Kinesis stream enrich failing


#1

Hey guys - in the past few days ive started running into some issues with our realtime stream-enrich.

I have a collection of errors that i keep running into and was hoping you could provide some insight:

ERROR com.snowplowanalytics.snowplow.enrich.kinesis.sinks.KinesisSink - Writing failed. java.util.concurrent.TimeoutException: Futures timed out after [10 seconds]

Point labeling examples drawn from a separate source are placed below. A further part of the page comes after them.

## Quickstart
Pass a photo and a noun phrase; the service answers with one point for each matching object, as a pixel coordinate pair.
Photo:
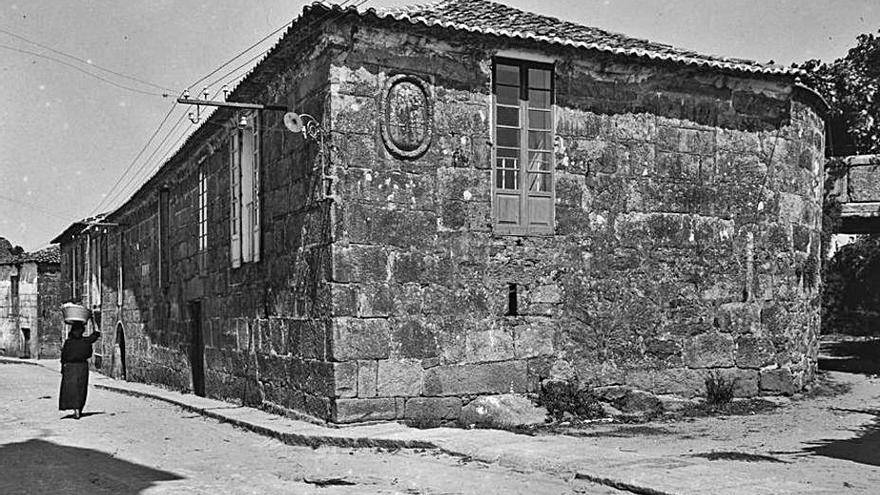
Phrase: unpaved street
(127, 445)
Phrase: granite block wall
(686, 237)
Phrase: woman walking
(74, 362)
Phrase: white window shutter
(247, 190)
(235, 198)
(256, 191)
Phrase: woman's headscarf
(77, 329)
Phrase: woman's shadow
(83, 415)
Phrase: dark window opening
(511, 300)
(13, 295)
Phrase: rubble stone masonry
(686, 240)
(686, 237)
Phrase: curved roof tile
(487, 17)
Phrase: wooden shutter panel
(540, 214)
(235, 199)
(256, 184)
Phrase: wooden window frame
(524, 225)
(245, 191)
(202, 198)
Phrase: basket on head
(75, 313)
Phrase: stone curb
(296, 439)
(8, 360)
(317, 440)
(620, 485)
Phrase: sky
(72, 145)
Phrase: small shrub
(719, 390)
(561, 397)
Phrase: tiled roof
(77, 227)
(51, 254)
(484, 16)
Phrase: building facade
(492, 199)
(30, 314)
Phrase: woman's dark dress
(75, 371)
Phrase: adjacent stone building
(491, 198)
(30, 314)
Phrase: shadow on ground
(864, 448)
(39, 466)
(856, 356)
(852, 356)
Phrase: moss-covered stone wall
(686, 237)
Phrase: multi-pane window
(203, 217)
(244, 182)
(523, 183)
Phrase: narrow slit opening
(511, 300)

ERROR com.snowplowanalytics.snowplow.enrich.kinesis.sinks.KinesisSink - Writing failed. com.amazonaws.AmazonClientException: Unable to marshall request to JSON: Java heap space

I am running this on an EC2 (m4.Large) on a Kinesis stream with 9 shards
config:

enrich {
  source = "kinesis"
  sink = "kinesis"
  aws {
    access-key: "default"
    secret-key: "default"
  }
  streams {
    in: {
      raw: "good"
      maxRecords: 100
      buffer: {
        byte-limit: 1000000
        record-limit: 50
        time-limit: 30000
      }
    }
    out: {
      enriched: "enrich"
      bad: "bad"

      backoffPolicy: {
        minBackoff: 10000
        maxBackoff: 600000
      }
    }
    app-name: "dynamo-table"
    initial-position = "TRIM_HORIZON"
    region: "region"
  }
}

I have also tried adjusting the backoff policies to larger and smaller, as well as adjusting max records and buffer size.

Thanks!


#2

hi @13scoobie

As per description of one of your errors:

You reached mac capacity of Kinesis stream. In CloudWatch you may examine if you lose data. I would suggest to add a shard or two asap. Note, that enriched data stream has bigger requirements than raw due to the new data added by enrichment itself.


#3

Thanks @grzegorzewald - it turns out that it was not Kinesis that was the problem (from what i have found so far, but instead had to do with scaling the # of EC2’s running the scala app.

We had started to see a latency in getting data into Elasticsearch, but since have put each of the scala Apps into an ASG, and data is flowing in.

It is weird we would get a throughput provision error, but i am thinking that some of the problem came from trying to read and write to so many shards with a single worker, rather than putting behind ASG and scaling the # of workers based off amount of data.


#4

That makes sense @13scoobie - for our Managed Service customers we choose an instance type that can support 2 shard workers (within 1 KCL instance) comfortably, and then we basically need shard count/2 as the number of EC2 instances hosting that app within the give ASG.


#5

awesome! thank you. Going to update my ASGs now.


#6

Cool! Remember that with the KCL you can have more shards than workers (though of course that could lead to lag), but more workers than shards will leave workers sitting idle.